The ridicule waiting for them in the wings didn't start when their sire opened their mouth to speak. It started long, long before now. (Before his tantrum or their isolation. Before Vakares treated them as equals at his heels. Decades upon decades ago, before the fresher idea of better started to eclipse the notion of is and always has been, razor lips were already peeling back to show off equally jagged fangs.) The other vampires wouldn't have spared them if Vakares uttered I choose Fenris any more than they would've done to hear Astarion: one configuration of voices might differ in isolation, true, but still— if a chorus trills from its left or its right side in equal volume, does that really make it any different a scenario?
No.
Obviously not.
Petty things— like Astarion— will always be petty things. Takes one to know one (or a lot of ones), as they say: he doesn't like it, but there's comfort to be found in the fact that Leto clearly doesn't, either.

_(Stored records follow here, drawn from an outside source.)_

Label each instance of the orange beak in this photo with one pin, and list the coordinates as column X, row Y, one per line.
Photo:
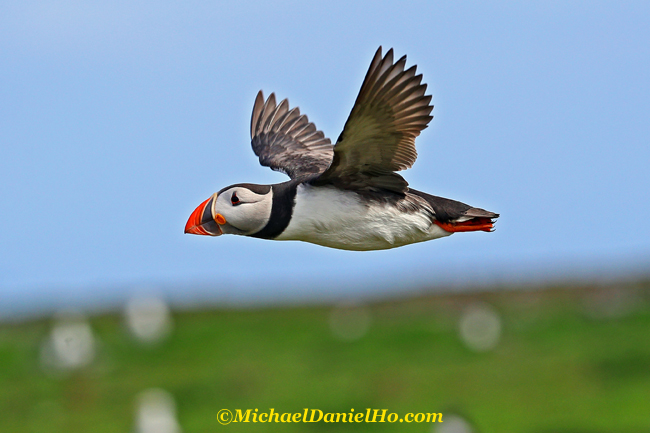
column 201, row 222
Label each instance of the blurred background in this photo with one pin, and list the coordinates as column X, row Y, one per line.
column 118, row 119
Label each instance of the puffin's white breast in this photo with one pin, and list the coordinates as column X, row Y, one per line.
column 344, row 219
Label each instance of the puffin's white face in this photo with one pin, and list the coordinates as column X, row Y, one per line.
column 241, row 209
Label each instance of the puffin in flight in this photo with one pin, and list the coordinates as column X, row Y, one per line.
column 346, row 196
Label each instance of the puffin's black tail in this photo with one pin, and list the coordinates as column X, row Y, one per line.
column 455, row 216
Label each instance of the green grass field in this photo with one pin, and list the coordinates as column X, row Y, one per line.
column 569, row 360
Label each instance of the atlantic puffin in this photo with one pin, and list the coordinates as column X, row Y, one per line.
column 346, row 196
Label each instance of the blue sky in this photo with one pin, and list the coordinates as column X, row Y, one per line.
column 117, row 119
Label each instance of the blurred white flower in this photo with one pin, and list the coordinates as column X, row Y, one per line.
column 148, row 318
column 480, row 327
column 71, row 343
column 156, row 412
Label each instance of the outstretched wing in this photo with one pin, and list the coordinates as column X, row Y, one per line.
column 287, row 141
column 379, row 136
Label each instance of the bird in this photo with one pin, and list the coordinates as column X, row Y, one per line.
column 349, row 195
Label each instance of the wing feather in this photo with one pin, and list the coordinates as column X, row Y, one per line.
column 287, row 141
column 379, row 136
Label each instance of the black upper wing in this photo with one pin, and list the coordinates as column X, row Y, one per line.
column 379, row 136
column 286, row 141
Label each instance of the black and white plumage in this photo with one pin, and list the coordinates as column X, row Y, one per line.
column 346, row 196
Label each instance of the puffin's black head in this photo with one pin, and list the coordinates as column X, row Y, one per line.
column 241, row 209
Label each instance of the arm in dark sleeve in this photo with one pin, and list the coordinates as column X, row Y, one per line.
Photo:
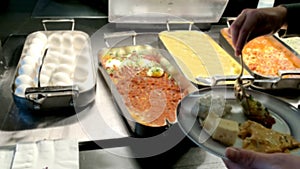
column 293, row 12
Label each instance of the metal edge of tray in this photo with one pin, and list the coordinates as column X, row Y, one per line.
column 80, row 100
column 138, row 129
column 287, row 46
column 268, row 85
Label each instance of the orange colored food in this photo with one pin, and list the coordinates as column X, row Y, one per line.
column 151, row 100
column 265, row 55
column 265, row 58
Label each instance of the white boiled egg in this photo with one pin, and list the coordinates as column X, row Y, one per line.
column 24, row 79
column 27, row 69
column 113, row 63
column 20, row 90
column 61, row 77
column 155, row 72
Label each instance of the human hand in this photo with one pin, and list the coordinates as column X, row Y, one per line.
column 245, row 159
column 252, row 23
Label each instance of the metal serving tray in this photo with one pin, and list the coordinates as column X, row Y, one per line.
column 56, row 70
column 201, row 59
column 147, row 44
column 270, row 83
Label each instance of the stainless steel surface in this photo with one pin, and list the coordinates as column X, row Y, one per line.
column 69, row 9
column 153, row 11
column 99, row 121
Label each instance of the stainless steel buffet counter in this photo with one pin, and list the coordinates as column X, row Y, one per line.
column 104, row 139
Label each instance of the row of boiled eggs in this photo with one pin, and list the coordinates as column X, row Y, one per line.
column 52, row 60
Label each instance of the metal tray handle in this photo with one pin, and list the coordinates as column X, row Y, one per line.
column 72, row 21
column 190, row 23
column 52, row 96
column 215, row 80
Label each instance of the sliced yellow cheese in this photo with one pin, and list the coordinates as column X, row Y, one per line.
column 197, row 54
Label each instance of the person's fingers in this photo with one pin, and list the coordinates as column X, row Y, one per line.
column 232, row 165
column 240, row 156
column 235, row 27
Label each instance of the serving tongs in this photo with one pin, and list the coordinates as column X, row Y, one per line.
column 253, row 109
column 240, row 91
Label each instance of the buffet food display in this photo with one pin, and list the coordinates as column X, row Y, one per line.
column 145, row 80
column 265, row 56
column 55, row 69
column 274, row 66
column 198, row 55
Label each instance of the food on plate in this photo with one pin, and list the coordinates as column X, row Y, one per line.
column 253, row 109
column 214, row 103
column 148, row 89
column 211, row 108
column 226, row 131
column 198, row 55
column 256, row 137
column 258, row 112
column 265, row 56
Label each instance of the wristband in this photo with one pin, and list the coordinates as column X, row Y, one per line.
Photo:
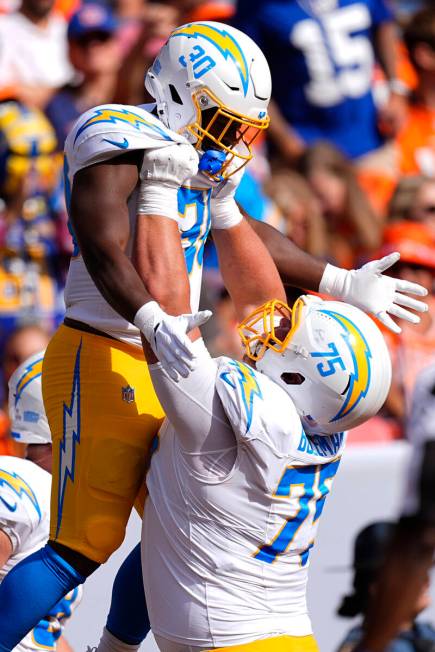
column 225, row 213
column 333, row 281
column 145, row 318
column 158, row 198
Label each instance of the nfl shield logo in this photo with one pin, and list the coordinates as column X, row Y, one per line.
column 127, row 394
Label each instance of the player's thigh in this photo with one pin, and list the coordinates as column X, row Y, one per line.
column 103, row 414
column 275, row 644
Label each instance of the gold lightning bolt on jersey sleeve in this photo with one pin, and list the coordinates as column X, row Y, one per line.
column 112, row 129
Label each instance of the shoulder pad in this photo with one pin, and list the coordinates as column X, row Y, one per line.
column 112, row 129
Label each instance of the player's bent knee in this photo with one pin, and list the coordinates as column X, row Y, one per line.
column 104, row 535
column 79, row 562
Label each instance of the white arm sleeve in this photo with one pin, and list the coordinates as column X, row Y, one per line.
column 193, row 406
column 224, row 213
column 223, row 207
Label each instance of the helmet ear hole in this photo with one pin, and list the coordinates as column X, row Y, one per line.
column 175, row 95
column 292, row 378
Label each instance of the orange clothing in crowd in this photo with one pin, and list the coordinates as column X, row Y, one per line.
column 416, row 142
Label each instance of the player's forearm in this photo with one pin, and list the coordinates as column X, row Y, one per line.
column 248, row 270
column 116, row 278
column 295, row 266
column 159, row 260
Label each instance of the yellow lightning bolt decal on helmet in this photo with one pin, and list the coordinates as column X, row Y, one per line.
column 359, row 381
column 121, row 115
column 223, row 41
column 19, row 487
column 31, row 372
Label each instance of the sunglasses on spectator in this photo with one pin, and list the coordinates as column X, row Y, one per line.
column 91, row 37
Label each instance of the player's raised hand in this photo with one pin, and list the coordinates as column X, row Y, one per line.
column 368, row 288
column 167, row 336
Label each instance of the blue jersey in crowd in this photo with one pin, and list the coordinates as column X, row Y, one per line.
column 321, row 56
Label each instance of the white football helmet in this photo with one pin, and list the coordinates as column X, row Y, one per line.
column 333, row 362
column 26, row 407
column 212, row 83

Their shared grip so stiff and obligatory that it could be a metaphor for its surrounding pomp— and you know, when it comes to a pair that looks only towards their waiting master rather than at one another, it is, actually.
But again, he's not a child. Not a fledgling. Not a spoiled prince whining for a wetted throat to suckle from, rather than standing on his own buckling legs. Eventually, the din feels more like background noise. Rustling wind equal to a drunken baroness teasing her own spawn by tugging at their ears and suggestively whispering it's such a good idea— making favorites breed for life. Literal husbandry, someone mutters back, and Astarion hears it as much as he doesn't, just like a noisy gust of wind. Birds chirruping. Shutters flapping in a breeze. Peripheral distraction warranting little as he tightens his already rigid grip, his kohl-lined eyes narrowed into lightless puddles when he adds:]
I do, of course.
[Temptation part of his own incorrigible existence, consigned to keeping quiet dignity at bay.]
If only because it'll be fun to see how many of our esteemed kin might finally strain their poor fragile little minds to tell us apart, now that they'll have to look up to call us by our names.
[Tsk tsk. So much for graceful vows— though Astarion silently smiles as a clawed thumb is dipped in blood before being brushed across his lips by an attending hand (and vice versa), staining their respective mouths a striking shade of crimson.]